1. SEARCH
ENGINES – EX: Google/Lycos/Oingo/Direct Hit/Fast Search/Northern Light/
Good for finding
specific information. Software, (called spiders, webcrawlers, or bots)
automatically collect the words on millions of web pages. When you search, you
are not actually searching the Web, you are searching a database of words from
Web pages.
Search engines
go into their internal directory and search for keywords. No two engines
contain the same Web Pages. If you don’t find what you are looking for – it’s
time to try a different search engine.
Software
determines the order the “hits” are listed. Therefore, don’t always assume the
first-named site is the best one. Always use more than one search engine, as
most of them are incomplete.
2. METASEARCH
ENGINES - EX: Metacrawler/ ProFusion/ DogPile/ Ixquick/ SavvySearch/ Inference Find (www.infind.com/) search.com/
and 7metasearch
Metasearch
engines function differently internally.
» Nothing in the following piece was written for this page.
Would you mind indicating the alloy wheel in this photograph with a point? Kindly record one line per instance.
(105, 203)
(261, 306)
They pass the search string into a
number of search engines and give the responses from all of them. Good for
searching for unusual words, or to get an overview of a subject area.
Allow you to
look in multiple Search Tools at the same time; looks in Search Tools you may
not even know about; and teaches you new Search Tools
3. PORTALS
- EX: Yahoo/Go.com/Excite/Lycos/
Good for finding
popular information, such as sports scores, or stock quotes.
Portals are
enormous, and they try to provide such a wide variety of information and
services that they sometimes respond with too much information.
4. DIRECTORIES
AND INDEXES - EX: Yahoo/ Magellan/
Argus Clearinghouse, Librarian’s Index to the
Internet/AcademicInfo/InfoSurf/PublicLibrary/
Directories are
websites which allow you to browse the web by subject. Whereas search engines let us search using
keywords, Indexes and Directories are collections of Web Pages organized by
subject. Good for browsing for topics and finding relatively good quality
sites. They are organized by subject, and are maintained by people rather than
electronically. They have fewer web sites than search engines, but focus on
including respected sites.
An Index is
basically the same as a Directory, but the quality is usually better. The
difference is in who maintains it. In a Directory, it is anyone – whoever the
Organization hires. With an Index, you have someone who is trained in this kind
of thing. Try http://www.Lii.org, which is
the Librarian’s Index and is designed and maintained by librarians.